Tas mine assessment angers green groups

The debate over mining in Tasmania's Tarkine region has heated up after a decision from federal Environment Minister Tony Burke.

Environmentalists are furious that two contentious mines proposed for Tasmania's Tarkine region are to be assessed separately rather than as the same project.

Federal Environment Minister Tony Burke has announced that Venture Minerals' Riley and Livingstone hematite mines will be assessed as "single actions" by the Tasmanian Environment Protection Authority.

The mines are planned as precursors to a larger, open-cut mine proposed for nearby Mt Lindsay.

The Tarkine region, in Tasmania's northwest, is home to Australia's largest tract of temperate rainforest and a population of Tasmanian devils free of the facial tumour disease that has wiped out 80 per cent of the species.

The Tarkine National Coalition said Mr Burke was handballing the environmental assessment process to a mine-happy state government that had fast-tracked another mine in the area.

"It should have been done through the commonwealth and it should have been done as a cumulative assessment," the group's spokesman Scott Jordan told AAP.

"They're all part of the same project.

"These mines will be fast-tracked and, come late this year or early next year, the reality is we're looking at the next Franklin blockade.

"People across Australia ... can't believe that in 2012 we have a government willing to consider a Pilbara-style open-cut mine in Australia's largest temperate rainforest."

Mr Burke said the proposals would face a rigorous assessment under national environmental law.
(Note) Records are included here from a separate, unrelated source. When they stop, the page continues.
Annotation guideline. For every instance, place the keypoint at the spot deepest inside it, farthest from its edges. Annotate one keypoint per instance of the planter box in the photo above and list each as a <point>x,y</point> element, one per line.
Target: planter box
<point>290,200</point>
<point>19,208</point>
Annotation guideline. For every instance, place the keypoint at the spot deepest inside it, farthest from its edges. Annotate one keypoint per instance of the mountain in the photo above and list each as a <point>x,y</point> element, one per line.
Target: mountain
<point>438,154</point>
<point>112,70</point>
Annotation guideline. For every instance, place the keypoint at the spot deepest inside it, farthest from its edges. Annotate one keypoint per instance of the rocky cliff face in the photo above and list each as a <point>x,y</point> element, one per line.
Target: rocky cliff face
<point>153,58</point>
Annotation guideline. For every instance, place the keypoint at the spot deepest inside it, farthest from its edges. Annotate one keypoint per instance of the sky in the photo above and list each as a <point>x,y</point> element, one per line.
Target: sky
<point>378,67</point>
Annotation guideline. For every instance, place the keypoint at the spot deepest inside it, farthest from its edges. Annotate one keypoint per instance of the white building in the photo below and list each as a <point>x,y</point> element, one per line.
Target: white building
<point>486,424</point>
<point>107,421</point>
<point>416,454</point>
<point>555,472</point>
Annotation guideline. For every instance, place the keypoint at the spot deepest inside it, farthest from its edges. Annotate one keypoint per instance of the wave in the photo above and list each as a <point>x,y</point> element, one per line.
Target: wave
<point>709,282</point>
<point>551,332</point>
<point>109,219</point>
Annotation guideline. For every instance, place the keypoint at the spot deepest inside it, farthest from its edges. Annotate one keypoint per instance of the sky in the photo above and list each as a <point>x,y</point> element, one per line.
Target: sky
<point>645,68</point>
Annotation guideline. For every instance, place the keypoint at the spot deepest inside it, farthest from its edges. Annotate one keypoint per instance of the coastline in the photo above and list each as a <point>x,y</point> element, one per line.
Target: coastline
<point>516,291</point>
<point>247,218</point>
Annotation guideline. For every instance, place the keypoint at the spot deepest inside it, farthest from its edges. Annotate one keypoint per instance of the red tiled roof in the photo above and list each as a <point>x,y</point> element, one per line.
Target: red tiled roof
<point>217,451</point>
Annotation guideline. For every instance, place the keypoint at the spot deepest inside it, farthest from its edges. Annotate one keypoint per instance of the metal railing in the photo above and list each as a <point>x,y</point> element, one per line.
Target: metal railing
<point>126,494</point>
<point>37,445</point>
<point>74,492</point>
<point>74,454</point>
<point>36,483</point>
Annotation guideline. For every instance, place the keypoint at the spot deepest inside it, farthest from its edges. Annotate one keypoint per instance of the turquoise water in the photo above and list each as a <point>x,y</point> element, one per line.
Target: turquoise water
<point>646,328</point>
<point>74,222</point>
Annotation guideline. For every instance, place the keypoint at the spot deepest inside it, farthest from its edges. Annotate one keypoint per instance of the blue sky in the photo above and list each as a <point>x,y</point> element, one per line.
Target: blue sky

"This assessment process ... will look at each project's potential impacts on nationally protected matters, including threatened species such as the Tasmanian devil," he said in a statement.

Mr Burke said the process would still allow him to consider the cumulative effects of various projects in the region.

Greens leader Christine Milne condemned the decision.

"Venture Minerals has been open about the fact that it has fast-tracked these two mines in order to raise capital for its major tin mine operations centred around Mt Lindsay," Senator Milne said.

"It is shameful and farcical for Minister Burke to pretend these aren't all part of a larger project."